Kapitän Markus Pröll redet nach der Klatsche im FR-Interview Klartext: "Wir haben nur zugeguckt".

Markus Pröll, Eintracht-Torwart und Kapitän, ist entsetzt darüber, wie wenig Gegenwehr gegen Bremen geleistet wurde (29.11.2008).
Markus Pröll, Eintracht-Torwart und Kapitän, ist entsetzt darüber, wie wenig Gegenwehr gegen Bremen geleistet wurde (29.11.2008).
Foto: ap

Herr Pröll, Ihr erstes Spiel über die volle Distanz und dann gleich so eine Packung.

Markus Pröll: Wir haben in der ersten Halbzeit drei Tore nach Kontern bekommen. Im fremden Stadion. Das kann nicht sein. Wir können uns nicht so ohne Gegenwehr einfach abschlachten lassen. So kann man sich nicht präsentieren. Man darf sich nicht so erbarmungslos ergeben.
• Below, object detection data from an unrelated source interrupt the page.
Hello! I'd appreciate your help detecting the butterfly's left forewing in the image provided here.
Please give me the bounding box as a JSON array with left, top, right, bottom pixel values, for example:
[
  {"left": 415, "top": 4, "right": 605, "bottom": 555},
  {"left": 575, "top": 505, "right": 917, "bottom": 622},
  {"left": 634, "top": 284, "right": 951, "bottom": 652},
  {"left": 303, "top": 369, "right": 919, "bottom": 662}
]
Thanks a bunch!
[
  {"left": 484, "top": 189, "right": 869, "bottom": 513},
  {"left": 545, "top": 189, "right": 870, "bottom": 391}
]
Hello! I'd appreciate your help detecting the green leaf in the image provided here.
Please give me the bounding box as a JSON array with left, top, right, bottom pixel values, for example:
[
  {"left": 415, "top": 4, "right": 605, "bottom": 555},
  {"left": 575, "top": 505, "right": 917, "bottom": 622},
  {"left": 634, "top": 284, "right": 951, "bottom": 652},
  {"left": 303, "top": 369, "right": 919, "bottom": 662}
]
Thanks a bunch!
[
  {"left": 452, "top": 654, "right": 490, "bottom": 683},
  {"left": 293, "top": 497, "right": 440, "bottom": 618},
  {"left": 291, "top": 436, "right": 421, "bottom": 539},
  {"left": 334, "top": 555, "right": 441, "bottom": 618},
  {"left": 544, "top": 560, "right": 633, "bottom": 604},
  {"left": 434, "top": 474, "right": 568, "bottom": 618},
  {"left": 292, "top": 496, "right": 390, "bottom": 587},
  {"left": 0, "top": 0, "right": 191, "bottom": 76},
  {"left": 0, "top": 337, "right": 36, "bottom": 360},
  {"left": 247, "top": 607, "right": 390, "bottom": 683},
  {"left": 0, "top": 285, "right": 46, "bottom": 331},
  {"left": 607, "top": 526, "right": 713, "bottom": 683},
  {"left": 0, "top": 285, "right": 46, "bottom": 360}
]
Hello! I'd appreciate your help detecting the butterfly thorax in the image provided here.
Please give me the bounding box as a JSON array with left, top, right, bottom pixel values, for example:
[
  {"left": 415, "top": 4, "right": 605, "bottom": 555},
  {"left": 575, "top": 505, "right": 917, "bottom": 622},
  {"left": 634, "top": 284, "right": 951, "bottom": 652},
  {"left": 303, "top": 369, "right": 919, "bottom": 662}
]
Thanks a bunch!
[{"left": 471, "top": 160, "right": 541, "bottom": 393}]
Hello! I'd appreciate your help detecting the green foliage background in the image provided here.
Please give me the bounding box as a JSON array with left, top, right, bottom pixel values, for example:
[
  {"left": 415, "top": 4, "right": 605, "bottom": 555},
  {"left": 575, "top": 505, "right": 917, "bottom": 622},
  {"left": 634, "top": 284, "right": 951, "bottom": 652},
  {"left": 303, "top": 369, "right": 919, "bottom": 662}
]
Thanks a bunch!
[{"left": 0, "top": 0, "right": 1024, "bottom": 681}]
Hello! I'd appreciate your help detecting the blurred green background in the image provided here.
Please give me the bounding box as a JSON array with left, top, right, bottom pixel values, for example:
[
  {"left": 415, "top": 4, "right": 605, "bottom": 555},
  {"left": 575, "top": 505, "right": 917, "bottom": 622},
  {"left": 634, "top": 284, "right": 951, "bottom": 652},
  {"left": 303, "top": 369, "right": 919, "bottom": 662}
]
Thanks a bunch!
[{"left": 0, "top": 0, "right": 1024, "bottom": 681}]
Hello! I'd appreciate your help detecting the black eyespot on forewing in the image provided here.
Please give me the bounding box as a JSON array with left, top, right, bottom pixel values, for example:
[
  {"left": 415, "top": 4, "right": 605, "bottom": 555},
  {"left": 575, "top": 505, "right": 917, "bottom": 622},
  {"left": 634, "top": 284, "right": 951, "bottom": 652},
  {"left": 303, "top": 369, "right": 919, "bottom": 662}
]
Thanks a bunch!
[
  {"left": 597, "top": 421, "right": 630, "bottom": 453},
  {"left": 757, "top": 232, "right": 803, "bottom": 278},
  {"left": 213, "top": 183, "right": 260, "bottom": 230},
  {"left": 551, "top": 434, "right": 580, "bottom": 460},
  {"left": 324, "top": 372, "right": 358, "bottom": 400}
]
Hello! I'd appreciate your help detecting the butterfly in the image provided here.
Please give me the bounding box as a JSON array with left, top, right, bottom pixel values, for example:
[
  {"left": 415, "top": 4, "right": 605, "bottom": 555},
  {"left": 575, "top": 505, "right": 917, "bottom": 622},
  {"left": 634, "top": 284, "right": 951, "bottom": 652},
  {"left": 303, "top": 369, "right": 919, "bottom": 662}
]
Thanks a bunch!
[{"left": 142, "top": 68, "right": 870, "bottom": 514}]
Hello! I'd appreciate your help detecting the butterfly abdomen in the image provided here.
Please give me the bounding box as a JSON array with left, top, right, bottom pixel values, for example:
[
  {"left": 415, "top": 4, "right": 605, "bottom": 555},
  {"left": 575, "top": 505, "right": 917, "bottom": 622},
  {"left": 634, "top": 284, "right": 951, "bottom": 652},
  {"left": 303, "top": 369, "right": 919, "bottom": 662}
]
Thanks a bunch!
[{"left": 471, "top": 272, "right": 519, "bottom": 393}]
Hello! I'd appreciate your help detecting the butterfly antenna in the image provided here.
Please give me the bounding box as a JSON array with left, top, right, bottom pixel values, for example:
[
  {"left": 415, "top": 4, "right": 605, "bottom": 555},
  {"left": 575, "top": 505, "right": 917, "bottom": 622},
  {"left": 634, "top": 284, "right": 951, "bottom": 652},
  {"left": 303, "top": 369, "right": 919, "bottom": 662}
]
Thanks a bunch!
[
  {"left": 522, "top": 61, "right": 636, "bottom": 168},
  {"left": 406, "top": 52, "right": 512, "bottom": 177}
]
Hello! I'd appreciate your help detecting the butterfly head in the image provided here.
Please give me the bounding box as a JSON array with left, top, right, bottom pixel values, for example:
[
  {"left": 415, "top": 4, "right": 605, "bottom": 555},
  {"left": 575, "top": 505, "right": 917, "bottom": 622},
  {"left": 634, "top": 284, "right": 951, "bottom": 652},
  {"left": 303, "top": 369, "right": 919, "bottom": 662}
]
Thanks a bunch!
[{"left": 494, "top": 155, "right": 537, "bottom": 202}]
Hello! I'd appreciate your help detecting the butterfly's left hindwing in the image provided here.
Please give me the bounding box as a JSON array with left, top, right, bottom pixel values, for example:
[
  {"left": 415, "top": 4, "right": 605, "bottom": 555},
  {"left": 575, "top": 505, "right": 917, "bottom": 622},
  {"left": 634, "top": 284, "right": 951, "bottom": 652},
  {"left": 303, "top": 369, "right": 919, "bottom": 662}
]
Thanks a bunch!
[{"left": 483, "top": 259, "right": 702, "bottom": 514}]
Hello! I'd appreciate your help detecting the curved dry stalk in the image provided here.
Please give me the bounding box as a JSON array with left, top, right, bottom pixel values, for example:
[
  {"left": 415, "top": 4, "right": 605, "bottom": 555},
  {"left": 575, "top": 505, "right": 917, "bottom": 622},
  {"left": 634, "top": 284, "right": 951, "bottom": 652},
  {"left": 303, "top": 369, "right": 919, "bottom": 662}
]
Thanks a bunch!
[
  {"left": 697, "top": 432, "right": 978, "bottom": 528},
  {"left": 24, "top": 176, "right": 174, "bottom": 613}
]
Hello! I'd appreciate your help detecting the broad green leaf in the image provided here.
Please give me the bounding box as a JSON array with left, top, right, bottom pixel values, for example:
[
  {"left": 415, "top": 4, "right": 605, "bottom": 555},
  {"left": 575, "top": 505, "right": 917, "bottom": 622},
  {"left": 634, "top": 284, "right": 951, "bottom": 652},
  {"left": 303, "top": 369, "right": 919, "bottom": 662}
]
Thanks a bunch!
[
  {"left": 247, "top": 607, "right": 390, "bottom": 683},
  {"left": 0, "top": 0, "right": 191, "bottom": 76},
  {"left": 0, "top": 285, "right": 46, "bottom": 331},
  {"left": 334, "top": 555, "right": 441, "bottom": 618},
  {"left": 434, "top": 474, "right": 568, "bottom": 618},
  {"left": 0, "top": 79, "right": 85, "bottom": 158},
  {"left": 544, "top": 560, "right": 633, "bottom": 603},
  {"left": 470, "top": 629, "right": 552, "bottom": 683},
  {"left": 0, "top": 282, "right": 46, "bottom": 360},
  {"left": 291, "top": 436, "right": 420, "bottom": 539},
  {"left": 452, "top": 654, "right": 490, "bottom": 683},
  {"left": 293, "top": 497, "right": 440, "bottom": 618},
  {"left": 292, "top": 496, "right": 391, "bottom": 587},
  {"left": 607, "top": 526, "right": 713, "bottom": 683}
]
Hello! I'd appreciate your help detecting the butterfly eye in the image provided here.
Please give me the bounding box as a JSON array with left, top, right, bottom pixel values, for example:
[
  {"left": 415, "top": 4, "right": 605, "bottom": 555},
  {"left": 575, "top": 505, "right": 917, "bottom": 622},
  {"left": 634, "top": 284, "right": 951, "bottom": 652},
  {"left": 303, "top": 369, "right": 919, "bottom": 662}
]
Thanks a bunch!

Haben Sie eine Erklärung dafür?

Nein. Was ich nicht verstehe, warum wir uns kein bisschen gewehrt haben. Die Bremer haben anfangs nicht gerade vor Selbstvertrauen gestrotzt. Doch wir haben Geschenke verteilt und die Bremer stark gemacht. Wenn man so klar hinterherläuft und sich überhaupt nicht wehrt, dann kann man sich nicht beklagen.

Nochmals: Wieso hat sich die Elf so passiv verhalten?

Ich weiß es nicht. Wir standen immer zwei Meter weg von den Männern, wir haben nur zugeguckt, wir haben den Gegner einfach gewähren lassen. Wir waren fahrlässig in der Defensive. Es tut mir weh, wenn ich die Fans sehe, die den weiten Weg nach Bremen gemacht haben.

Und hinten im Tor hatten Sie keine Möglichkeit, auf die Mannschaft einzuwirken?

Wissen Sie, wenn man da hinten steht und rumschreit und nichts passiert, da wird man aggressiv. Da kann man auch gegen eine Wand reden.

0:4 gegen Dortmund, jetzt 0:5 gegen Bremen. Sind diese Mannschaften zu stark für die Eintracht?

Es ist bekannt, dass wir keinen guten Start in die Saison hatten. Aber immerhin haben wir die Woche zuvor 4:0 gegen Hannover gewonnen. Alles ist also auch nicht schlecht. Aber jetzt so zu verlieren, ohne jegliches Aufbäumen, das verstehe ich nicht. Man muss doch in den Spiegel gucken können und sagen, wir haben gekämpft und alles gegeben. Aber das war heute nicht der Fall. Das war heute desolat.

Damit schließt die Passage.